The Begum family in the UK are understood to be exploring their legal options, including bringing a private prosecution against the home secretary. Tasnime Akunjee said he will soon be flying out to Syria to help Begum prepare her appeal. “I’m going to Syria to meet somebody who has lost three kids, so I can show her some paperwork which is quite dense, and so I can obtain her signature. It’s totally ridiculous,” said the lawyer.
Begum’s father, Ahmed Ali, speaking to the BBC from Bangladesh before he found out his daughter’s baby had died, apologised to the British people but asked for their forgiveness, saying his daughter should be allowed back to the UK and “punished if she had made any mistake”.

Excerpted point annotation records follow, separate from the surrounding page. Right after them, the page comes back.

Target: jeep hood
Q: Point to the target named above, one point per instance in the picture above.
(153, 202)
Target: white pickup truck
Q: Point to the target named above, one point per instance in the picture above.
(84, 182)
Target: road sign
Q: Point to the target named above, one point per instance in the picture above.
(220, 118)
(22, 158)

“She was under age at that time, she couldn’t understand that much. I suppose someone influenced her to do that,” he said. “I admit that she might have done wrong without realising it.”
Outside east London mosque on Saturday, few people wanted to discuss Begum’s situation. “I don’t want to chat shit and be put on some watch list for saying I feel sorry for her,” said one man in his 20s. “What she did was wrong, but what they’ve done is worse. They used all this power of the state against a teenage girl and her baby – and for what?”
In a Punjabi cafe in Whitechapel, a family of four were split in their views. Parents Sobia and Rizwan discussed whether Javid had been right to deny Begum the chance to return to the UK.
“I don’t think he did it with good intention,” said Sobia. “I understand why he did it, because he wants to show he won’t be soft on Muslims, but that was a baby’s life. He punished an innocent baby.”
However, her husband said it was important to demonstrate that there are serious consequences to joining Isis. Did he agree with the decision to make her stateless? “Obviously not now, because her baby has died and we are supposed to be a civilised country. But what is the law around it? We should be using the proper laws. Why isn’t the government going by their own rules?”